Recommended Articles

19 Comments

  1. I wholeheartedly agree. The smells of oak – hickory forest are a daily experience, living as I do surrounded by trees. Petrichor after a shower, acorns warming in the sun, damp leaf mold, the list goes on.

    Yet if I walk to the mailbox it is often Eastern Red Cedar and fescue that dominate the scent scape.

    It is truly amazing what we can learn or understand if we just follow our noses.

    1. And how each of those smells has their own rooteness in both place and in the wheel of the year. Right now, my yard is full of maple leaves that have been dropping….the smell is amazing. By next week though, the smell of the maples will be gone and new smells will arise as the wheel continues to turn.

    1. I am trying to follow your blog and WordPress said I have to use a valid email. Well, I was. lol
      Any ideas to help me? Thanks
      Patti

      1. hmm…i have no idea! WordPress is its own program. Maybe try again or try a different one?

  2. Reblogged this on Blue Dragon Journal.

  3. Thank you so much for this beautifull text. There is so much to learn from the sense of smell. It is a gateway to such great magic!

    1. Thanks for reading and commenting, France! Magic indeed :).

  4. Thank you for this. What a wonderful journey and lesson we can use daily.
    Patti

    1. You ae most welcome, Patti! Thanks for reading and following the blog 🙂

  5. […] via A Journey through the Senses: Breathe Deeply — The Druid’s Garden […]

  6. Too often we take our sense of smell for granted. We’re aware that as we age, we might not see or hear as well, but smell? Not so much. Until something happens and it’s gone. This happened to me over the course of several months last fall through late spring. As a gardener, herbalist, and maker of botanical perfumes, I was devastated and didn’t know how I would go on. Smell is so very important, and when I lost it I felt isolated and depressed. Luckily the cause was nasal polyps, that are, for now, under control. So I can revel in the smells all around me, and take joy in making fragrances.

    The memory connection is something we’re all aware of but when you don’t have it, that’s when you understand how important these types of memories are. It’s so different to smell something and have the memories flood my consciousness, rather than using my rational, thinking brain to remember. It’s like the difference between color and black and white. The waft of a fragrance sweeps us away in such a different and organic fashion than mindfully thinking of something in the past. I’m not sure if I’m communicating this accurately, but when I couldn’t smell, I got none of that and over time I felt less whole, less myself. I didn’t lose my memories, of course, but without smell bringing this or that into my present moment, everything was more linear, and for me given how important fragrance is, there was less magic in my life.

    1. Susan, thanks for sharing this story! I understand what you mean! Over the summer, my partener and I took a trip to Iceland at the summer solstice. It was light 24 hours a day. At first it was cool, novel even, and we enjoyed being out all hours of the night. But by about day 4 or day 5, we were getting a little delirious; it was affecting us deeply. I will never forget that first night we returned. After long flights and a long drive, we were exhausted and turned in early. But at 4am, I woke up and simply wandered the property in the dark….taking in the night. Breathing in the stars. I hadn’t realized it, but I never knew how important the change of the day to night was to me until suddenly, it wasn’t there. Not quite the same as one of our senses, I realize, but perhaps, a similar “you don’t realize how important it is till its gone”.
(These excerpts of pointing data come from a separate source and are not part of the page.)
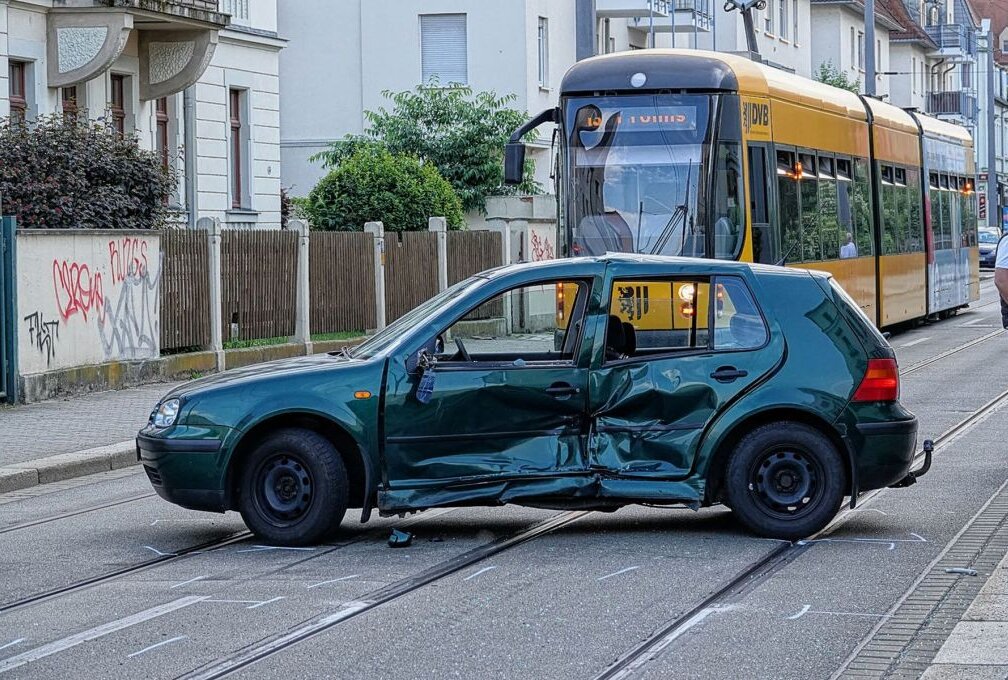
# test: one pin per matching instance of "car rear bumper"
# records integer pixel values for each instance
(885, 451)
(183, 471)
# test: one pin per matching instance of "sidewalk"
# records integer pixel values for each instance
(59, 429)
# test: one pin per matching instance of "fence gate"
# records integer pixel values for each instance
(8, 309)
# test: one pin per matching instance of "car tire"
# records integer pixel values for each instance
(293, 488)
(785, 481)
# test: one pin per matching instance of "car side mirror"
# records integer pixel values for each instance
(514, 163)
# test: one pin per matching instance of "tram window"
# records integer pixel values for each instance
(787, 201)
(811, 245)
(728, 207)
(864, 227)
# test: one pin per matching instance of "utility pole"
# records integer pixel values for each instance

      1. Thank you for sharing this experience of yours. I compare day and night to the four seasons as well. For me it’s a natural rythym. And what a beautiful image “to breathe in the stars” when all is dark and quiet and still; when all that is heard is the scurries of itty night creatures. Thank you for this beautiful picture in my mind.

    1. Thanks for the reblog!

  7. I adore your teaching…a gift to the world!